The company added that the US Securities and Exchange Commission (SEC) has cleared Broadcom's preliminary proxy statement, and as Broadcom has pledged to redomicile to the US -- and its board is made up of individuals which are almost all American -- CFIUS does not have to be involved in this transactions.
"[Broadcom] recognizes the important role CFIUS plays in protecting our national security and is fully committed to cooperating with CFIUS in any review, just as Broadcom did during its prior successful acquisitions," Broadcom added.

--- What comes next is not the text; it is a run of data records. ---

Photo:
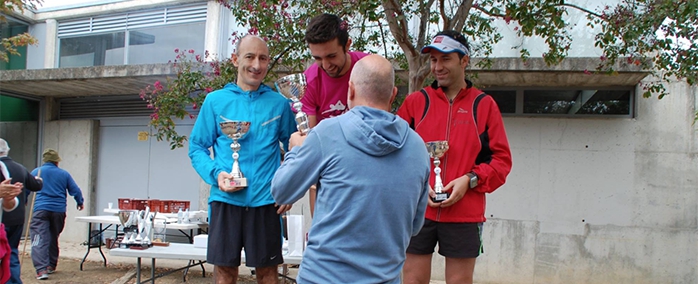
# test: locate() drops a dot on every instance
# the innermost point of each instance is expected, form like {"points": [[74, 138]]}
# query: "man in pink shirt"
{"points": [[328, 78]]}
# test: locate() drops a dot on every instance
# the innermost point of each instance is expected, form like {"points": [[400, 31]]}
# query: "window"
{"points": [[572, 102], [135, 38]]}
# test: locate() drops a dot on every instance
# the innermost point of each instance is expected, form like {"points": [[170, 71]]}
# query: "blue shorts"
{"points": [[456, 240]]}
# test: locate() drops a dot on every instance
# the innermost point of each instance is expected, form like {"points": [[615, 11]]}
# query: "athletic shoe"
{"points": [[42, 275]]}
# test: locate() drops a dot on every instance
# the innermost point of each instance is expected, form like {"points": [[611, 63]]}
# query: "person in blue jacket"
{"points": [[243, 216], [373, 174], [48, 220]]}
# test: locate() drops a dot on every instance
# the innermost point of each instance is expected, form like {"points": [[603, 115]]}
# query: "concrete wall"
{"points": [[22, 138], [76, 143], [597, 200]]}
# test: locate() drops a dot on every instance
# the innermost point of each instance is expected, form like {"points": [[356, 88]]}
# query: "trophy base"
{"points": [[236, 182], [440, 197]]}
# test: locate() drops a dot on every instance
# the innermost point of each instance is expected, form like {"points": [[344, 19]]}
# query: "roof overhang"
{"points": [[130, 79]]}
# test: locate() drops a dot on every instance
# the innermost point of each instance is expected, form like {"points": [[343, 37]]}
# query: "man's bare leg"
{"points": [[459, 270], [417, 269], [225, 274], [267, 275]]}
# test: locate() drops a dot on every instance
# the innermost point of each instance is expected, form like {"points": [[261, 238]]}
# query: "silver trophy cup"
{"points": [[293, 87], [128, 222], [235, 130], [436, 150]]}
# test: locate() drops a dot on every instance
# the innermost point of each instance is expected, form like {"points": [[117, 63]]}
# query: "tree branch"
{"points": [[424, 10], [487, 12], [444, 17], [581, 9], [398, 25], [461, 15]]}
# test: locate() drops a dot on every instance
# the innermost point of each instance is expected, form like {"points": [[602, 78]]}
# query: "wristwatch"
{"points": [[473, 179]]}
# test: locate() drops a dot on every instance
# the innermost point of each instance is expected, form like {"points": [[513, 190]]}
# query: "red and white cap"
{"points": [[446, 44]]}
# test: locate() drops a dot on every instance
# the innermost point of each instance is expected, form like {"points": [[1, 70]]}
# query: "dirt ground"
{"points": [[94, 272]]}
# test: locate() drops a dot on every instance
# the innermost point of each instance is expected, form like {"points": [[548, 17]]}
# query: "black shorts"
{"points": [[457, 240], [257, 229]]}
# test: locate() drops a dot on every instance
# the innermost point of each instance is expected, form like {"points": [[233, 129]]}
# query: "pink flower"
{"points": [[157, 85]]}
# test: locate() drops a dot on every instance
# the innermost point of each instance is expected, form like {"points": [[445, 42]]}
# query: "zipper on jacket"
{"points": [[248, 197], [448, 134]]}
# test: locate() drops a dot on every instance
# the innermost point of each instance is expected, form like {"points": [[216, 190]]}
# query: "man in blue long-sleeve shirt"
{"points": [[49, 213]]}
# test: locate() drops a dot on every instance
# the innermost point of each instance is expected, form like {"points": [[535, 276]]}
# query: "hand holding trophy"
{"points": [[436, 150], [235, 130], [293, 87]]}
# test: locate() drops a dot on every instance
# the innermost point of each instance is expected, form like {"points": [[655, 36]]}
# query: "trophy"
{"points": [[436, 150], [293, 87], [235, 130], [127, 219]]}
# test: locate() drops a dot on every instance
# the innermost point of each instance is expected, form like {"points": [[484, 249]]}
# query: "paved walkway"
{"points": [[77, 251]]}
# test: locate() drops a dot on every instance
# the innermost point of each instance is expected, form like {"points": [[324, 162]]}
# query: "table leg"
{"points": [[89, 232], [99, 245], [138, 271]]}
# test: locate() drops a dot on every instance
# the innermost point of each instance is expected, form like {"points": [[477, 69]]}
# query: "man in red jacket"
{"points": [[477, 162]]}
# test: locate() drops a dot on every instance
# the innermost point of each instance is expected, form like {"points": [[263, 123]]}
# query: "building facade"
{"points": [[603, 188]]}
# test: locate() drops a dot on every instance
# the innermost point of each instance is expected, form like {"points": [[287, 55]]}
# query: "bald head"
{"points": [[373, 81]]}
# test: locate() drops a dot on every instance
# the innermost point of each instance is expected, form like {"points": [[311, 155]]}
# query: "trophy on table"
{"points": [[235, 130], [128, 220], [293, 87], [436, 150]]}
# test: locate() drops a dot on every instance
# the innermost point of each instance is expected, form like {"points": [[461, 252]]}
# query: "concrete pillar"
{"points": [[50, 43], [213, 29], [76, 142]]}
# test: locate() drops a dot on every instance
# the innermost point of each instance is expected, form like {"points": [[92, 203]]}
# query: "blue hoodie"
{"points": [[373, 174], [58, 183], [272, 121]]}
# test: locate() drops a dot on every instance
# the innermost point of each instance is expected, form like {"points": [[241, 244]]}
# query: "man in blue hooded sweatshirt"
{"points": [[369, 203], [243, 216]]}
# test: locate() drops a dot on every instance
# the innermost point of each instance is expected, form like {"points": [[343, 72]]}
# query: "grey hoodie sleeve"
{"points": [[300, 170]]}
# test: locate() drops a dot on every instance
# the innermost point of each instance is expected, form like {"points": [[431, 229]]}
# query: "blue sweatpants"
{"points": [[45, 228]]}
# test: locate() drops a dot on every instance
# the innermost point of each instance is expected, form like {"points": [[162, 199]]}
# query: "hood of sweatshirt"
{"points": [[373, 131]]}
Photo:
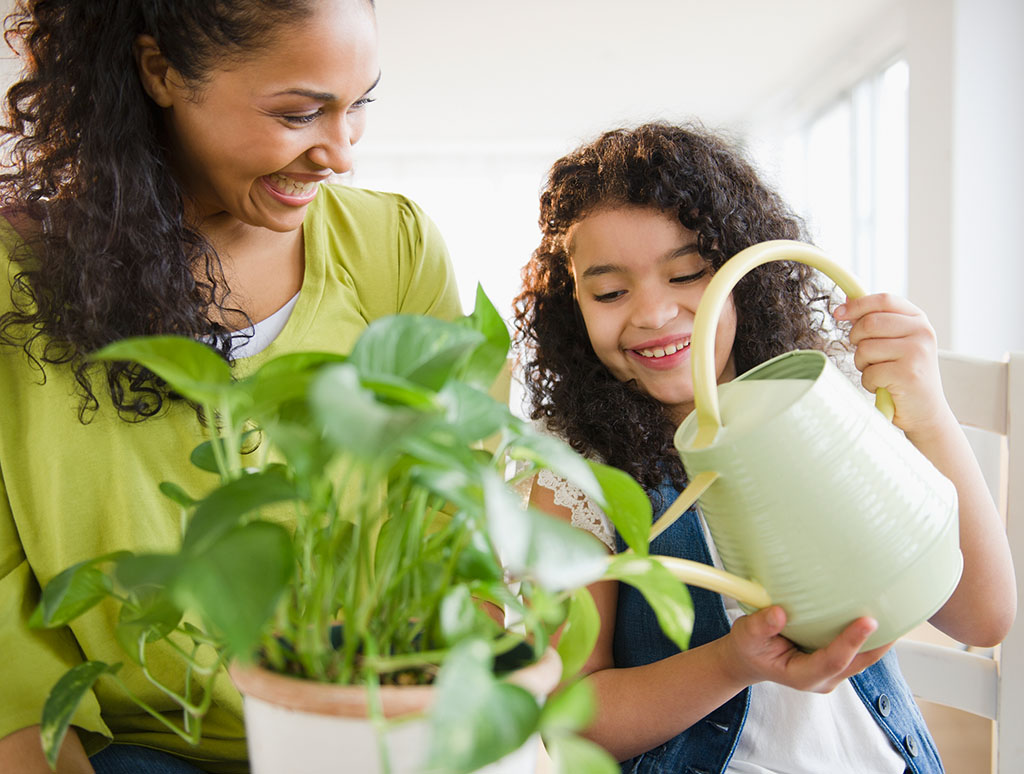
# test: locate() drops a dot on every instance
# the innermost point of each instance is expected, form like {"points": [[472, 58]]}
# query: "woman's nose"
{"points": [[334, 149]]}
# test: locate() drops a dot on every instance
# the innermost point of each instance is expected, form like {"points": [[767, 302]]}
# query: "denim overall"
{"points": [[707, 746]]}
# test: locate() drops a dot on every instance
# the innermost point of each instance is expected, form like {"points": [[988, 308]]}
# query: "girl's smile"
{"points": [[663, 353], [639, 280]]}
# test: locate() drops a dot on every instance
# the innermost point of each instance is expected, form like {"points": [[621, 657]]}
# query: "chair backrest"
{"points": [[987, 395]]}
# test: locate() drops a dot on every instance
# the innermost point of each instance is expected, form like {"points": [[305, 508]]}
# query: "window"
{"points": [[846, 171]]}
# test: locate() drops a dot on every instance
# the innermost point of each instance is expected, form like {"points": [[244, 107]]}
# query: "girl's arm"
{"points": [[896, 349], [643, 706], [23, 751]]}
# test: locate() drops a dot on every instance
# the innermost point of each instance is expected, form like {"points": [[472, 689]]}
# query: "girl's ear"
{"points": [[154, 71]]}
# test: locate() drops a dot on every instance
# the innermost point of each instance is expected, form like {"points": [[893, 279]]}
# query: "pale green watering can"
{"points": [[814, 500]]}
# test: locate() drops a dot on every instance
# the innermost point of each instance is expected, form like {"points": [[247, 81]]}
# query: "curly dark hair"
{"points": [[707, 183], [110, 253]]}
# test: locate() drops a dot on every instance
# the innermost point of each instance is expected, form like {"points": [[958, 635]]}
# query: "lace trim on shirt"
{"points": [[586, 515]]}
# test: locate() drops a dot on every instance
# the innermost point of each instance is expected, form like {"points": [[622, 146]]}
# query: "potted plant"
{"points": [[357, 555]]}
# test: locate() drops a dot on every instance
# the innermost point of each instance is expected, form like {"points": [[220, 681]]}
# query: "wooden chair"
{"points": [[987, 395]]}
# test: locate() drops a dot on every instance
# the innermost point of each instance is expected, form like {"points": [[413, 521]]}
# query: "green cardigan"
{"points": [[70, 490]]}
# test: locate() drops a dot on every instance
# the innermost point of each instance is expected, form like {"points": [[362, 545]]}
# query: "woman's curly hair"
{"points": [[110, 253], [704, 181]]}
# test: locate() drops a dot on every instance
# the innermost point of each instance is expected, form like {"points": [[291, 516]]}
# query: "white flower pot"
{"points": [[302, 727]]}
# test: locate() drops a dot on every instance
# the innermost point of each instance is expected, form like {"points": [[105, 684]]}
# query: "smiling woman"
{"points": [[176, 182]]}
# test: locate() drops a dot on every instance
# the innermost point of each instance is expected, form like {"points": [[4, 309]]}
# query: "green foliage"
{"points": [[373, 512], [64, 700]]}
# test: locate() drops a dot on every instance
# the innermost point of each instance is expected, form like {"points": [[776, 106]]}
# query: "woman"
{"points": [[169, 168]]}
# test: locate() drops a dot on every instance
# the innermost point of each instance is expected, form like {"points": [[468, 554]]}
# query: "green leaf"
{"points": [[534, 545], [222, 508], [558, 457], [572, 755], [188, 367], [235, 585], [472, 415], [488, 358], [152, 617], [580, 633], [626, 504], [64, 700], [668, 597], [569, 710], [423, 350], [461, 617], [395, 390], [476, 561], [353, 420], [476, 719], [73, 592], [285, 380]]}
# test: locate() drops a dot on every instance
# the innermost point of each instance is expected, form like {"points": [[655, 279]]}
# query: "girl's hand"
{"points": [[757, 652], [895, 348]]}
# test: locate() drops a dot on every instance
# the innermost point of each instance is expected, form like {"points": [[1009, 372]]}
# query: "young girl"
{"points": [[168, 175], [634, 226]]}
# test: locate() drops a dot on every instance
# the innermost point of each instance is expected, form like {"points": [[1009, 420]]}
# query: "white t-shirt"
{"points": [[786, 731], [257, 338]]}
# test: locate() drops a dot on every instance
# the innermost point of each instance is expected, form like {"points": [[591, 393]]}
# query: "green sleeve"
{"points": [[33, 658], [426, 277]]}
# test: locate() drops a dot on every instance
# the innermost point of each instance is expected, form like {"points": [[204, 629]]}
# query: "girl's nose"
{"points": [[653, 310], [334, 149]]}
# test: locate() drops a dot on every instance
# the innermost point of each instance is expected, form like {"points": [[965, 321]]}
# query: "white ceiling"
{"points": [[529, 72]]}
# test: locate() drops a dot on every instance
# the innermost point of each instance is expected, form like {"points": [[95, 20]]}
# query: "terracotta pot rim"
{"points": [[253, 681]]}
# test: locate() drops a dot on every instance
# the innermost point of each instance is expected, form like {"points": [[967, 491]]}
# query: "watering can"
{"points": [[814, 500]]}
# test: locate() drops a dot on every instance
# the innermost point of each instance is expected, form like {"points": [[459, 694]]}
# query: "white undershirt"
{"points": [[261, 334], [786, 731], [798, 732]]}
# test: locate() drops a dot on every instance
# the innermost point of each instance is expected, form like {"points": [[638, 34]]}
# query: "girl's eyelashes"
{"points": [[303, 119], [688, 277]]}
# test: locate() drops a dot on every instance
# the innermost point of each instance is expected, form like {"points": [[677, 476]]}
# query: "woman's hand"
{"points": [[895, 348], [756, 651]]}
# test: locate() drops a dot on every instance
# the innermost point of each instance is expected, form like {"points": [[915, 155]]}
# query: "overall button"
{"points": [[884, 705], [911, 745]]}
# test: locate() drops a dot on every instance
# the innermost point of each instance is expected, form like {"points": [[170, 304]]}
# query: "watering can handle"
{"points": [[706, 323]]}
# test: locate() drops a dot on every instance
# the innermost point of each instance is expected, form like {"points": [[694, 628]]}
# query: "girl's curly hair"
{"points": [[706, 182], [110, 253]]}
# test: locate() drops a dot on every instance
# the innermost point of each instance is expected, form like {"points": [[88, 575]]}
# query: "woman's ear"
{"points": [[154, 71]]}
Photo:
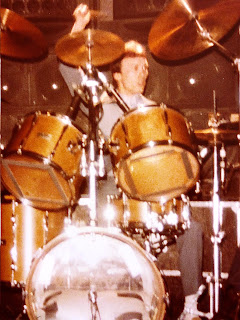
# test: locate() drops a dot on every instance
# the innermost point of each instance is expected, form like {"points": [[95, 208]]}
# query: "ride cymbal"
{"points": [[94, 46], [177, 32], [20, 39]]}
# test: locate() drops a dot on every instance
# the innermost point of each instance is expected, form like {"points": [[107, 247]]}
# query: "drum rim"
{"points": [[160, 105], [54, 114], [113, 233]]}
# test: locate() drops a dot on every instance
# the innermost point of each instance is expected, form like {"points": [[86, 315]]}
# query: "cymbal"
{"points": [[20, 39], [175, 33], [105, 47], [216, 135]]}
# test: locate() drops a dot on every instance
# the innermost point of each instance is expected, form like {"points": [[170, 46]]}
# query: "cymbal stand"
{"points": [[217, 216], [95, 144]]}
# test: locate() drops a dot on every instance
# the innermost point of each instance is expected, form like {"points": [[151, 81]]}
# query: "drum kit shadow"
{"points": [[78, 273]]}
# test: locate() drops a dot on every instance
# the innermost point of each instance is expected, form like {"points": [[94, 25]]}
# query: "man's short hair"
{"points": [[132, 49]]}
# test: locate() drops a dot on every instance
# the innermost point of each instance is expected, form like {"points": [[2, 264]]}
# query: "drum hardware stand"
{"points": [[92, 297], [217, 218], [90, 87]]}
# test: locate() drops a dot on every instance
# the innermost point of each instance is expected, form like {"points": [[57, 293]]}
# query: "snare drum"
{"points": [[24, 231], [133, 216], [41, 161], [153, 154], [91, 271]]}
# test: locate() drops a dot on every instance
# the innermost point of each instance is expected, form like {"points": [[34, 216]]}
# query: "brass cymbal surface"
{"points": [[20, 39], [179, 32], [94, 46]]}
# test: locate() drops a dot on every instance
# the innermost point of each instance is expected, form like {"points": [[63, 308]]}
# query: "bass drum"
{"points": [[90, 273], [41, 161], [153, 154]]}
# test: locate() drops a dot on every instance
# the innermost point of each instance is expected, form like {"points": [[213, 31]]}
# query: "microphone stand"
{"points": [[217, 214], [92, 297]]}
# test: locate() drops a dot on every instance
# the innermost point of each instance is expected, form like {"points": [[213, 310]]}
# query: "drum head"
{"points": [[94, 272]]}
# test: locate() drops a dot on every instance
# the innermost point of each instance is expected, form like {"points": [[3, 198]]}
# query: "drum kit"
{"points": [[68, 272]]}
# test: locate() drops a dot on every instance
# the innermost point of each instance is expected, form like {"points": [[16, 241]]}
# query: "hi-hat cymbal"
{"points": [[95, 46], [216, 135], [20, 39], [175, 34]]}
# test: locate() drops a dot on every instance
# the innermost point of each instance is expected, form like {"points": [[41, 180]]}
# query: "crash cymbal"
{"points": [[175, 33], [20, 39], [216, 135], [105, 47]]}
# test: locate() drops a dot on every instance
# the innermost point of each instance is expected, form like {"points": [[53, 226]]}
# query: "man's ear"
{"points": [[117, 76]]}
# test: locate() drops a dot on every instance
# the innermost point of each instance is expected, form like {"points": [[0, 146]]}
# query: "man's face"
{"points": [[133, 76]]}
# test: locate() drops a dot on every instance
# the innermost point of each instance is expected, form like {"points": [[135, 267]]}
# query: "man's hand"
{"points": [[82, 17]]}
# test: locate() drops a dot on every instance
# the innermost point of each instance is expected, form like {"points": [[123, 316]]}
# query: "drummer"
{"points": [[130, 75]]}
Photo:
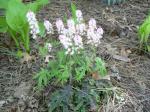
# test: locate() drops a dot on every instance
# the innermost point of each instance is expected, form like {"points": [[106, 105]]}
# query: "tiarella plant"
{"points": [[76, 58], [18, 19], [72, 61], [144, 35]]}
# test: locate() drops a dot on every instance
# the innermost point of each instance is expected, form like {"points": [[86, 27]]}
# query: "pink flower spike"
{"points": [[59, 25], [78, 13], [100, 31]]}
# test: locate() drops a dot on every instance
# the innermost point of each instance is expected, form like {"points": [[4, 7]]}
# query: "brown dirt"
{"points": [[120, 23]]}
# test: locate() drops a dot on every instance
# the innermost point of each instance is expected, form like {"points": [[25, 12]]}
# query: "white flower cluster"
{"points": [[33, 24], [69, 38], [48, 27], [48, 46], [94, 34]]}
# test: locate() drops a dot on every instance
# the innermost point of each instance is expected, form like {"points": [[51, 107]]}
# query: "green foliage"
{"points": [[43, 78], [112, 2], [4, 4], [15, 23], [144, 34], [61, 99], [3, 25], [80, 97]]}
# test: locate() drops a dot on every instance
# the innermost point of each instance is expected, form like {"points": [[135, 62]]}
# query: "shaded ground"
{"points": [[120, 23]]}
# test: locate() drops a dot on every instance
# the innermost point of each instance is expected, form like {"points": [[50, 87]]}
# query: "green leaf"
{"points": [[33, 6], [4, 4], [16, 15], [3, 25]]}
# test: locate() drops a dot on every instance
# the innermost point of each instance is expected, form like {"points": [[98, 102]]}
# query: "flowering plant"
{"points": [[77, 57]]}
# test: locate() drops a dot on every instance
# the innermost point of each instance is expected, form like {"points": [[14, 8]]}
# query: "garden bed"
{"points": [[120, 23]]}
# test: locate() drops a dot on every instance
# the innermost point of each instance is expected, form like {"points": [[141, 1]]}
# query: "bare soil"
{"points": [[120, 23]]}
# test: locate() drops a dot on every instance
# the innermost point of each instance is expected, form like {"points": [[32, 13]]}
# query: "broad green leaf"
{"points": [[33, 6], [3, 25], [4, 4], [16, 15]]}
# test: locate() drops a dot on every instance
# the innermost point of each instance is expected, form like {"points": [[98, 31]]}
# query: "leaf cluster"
{"points": [[14, 20], [82, 97]]}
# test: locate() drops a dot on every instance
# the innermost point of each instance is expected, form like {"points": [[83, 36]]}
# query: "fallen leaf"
{"points": [[121, 58], [96, 76]]}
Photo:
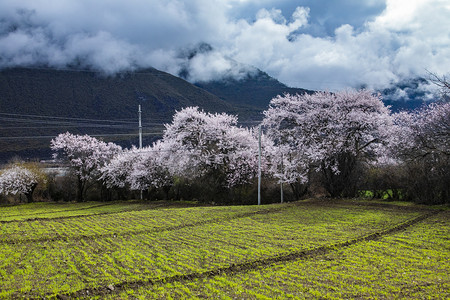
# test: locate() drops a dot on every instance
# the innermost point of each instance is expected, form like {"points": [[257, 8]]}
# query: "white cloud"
{"points": [[403, 40]]}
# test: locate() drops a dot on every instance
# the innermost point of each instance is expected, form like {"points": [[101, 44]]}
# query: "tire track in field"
{"points": [[150, 207], [143, 231], [244, 266], [55, 211]]}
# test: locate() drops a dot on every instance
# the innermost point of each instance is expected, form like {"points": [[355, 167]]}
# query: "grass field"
{"points": [[310, 249]]}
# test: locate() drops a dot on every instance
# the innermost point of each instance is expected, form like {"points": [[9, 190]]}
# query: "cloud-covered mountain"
{"points": [[319, 45]]}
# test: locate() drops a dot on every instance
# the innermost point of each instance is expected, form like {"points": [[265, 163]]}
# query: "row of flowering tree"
{"points": [[325, 139]]}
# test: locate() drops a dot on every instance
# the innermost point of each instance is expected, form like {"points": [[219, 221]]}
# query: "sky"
{"points": [[313, 44]]}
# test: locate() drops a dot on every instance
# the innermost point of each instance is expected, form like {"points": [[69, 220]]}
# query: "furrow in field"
{"points": [[110, 231], [249, 265]]}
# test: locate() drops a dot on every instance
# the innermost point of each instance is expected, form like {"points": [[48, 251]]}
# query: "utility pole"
{"points": [[140, 136], [282, 172], [140, 128], [259, 166]]}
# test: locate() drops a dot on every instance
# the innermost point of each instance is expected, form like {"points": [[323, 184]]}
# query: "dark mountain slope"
{"points": [[85, 94], [256, 90], [29, 96]]}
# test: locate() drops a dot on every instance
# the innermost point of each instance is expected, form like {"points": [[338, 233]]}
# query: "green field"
{"points": [[311, 249]]}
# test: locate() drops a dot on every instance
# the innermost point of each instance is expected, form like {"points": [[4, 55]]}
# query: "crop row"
{"points": [[48, 211], [410, 264], [134, 222], [64, 266]]}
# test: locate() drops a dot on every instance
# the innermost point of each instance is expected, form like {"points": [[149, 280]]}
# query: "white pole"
{"points": [[259, 167], [282, 172], [140, 136], [140, 128]]}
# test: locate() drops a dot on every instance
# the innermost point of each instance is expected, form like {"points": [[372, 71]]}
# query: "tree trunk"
{"points": [[29, 194]]}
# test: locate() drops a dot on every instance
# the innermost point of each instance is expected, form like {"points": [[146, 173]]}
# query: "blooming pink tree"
{"points": [[326, 132], [86, 156], [18, 179], [212, 146], [422, 142]]}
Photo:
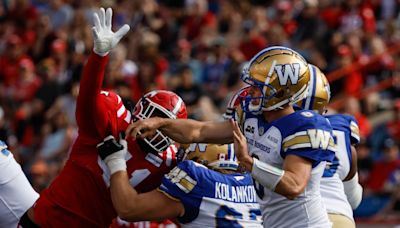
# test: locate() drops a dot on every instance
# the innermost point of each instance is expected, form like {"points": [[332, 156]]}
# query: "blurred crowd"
{"points": [[197, 48]]}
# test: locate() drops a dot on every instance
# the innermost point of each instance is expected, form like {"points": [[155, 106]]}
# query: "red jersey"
{"points": [[79, 196]]}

Read also: Qualcomm to Broadcom: Thanks for the meeting, but regulatory risk is too high for a deal | Broadcom submits final $146 billion offer in Qualcomm takeover bid | Qualcomm buys NXP in deal valued at $47 billion, diversifies into Internet of things
In response to Broadcom's comments, Qualcomm said that Broadcom's response to the move another ploy in a "now familiar pattern of deliberately seeking to mislead shareholders and the general public by using rhetoric rather than substance to trivialize and ignore serious regulatory and national security issues."
According to the company, CFIUS has determined there are "national security risks" to a potential Broadcom-Qualcomm merger, and so has asked Qualcomm to delay the meeting.
In addition, Qualcomm claims that the investigation is no surprise to Broadcom, which has been in communication with the US agency "for weeks" and has made two written submissions to CFIUS itself.
"In compliance with the CFIUS order, Qualcomm will delay its Annual Meeting of Stockholders and election of directors for at least 30 days so that CFIUS can fully investigate Broadcom's proposal to acquire Qualcomm," the company added.
ZDNet has reached out to Broadcom and will update if we hear back.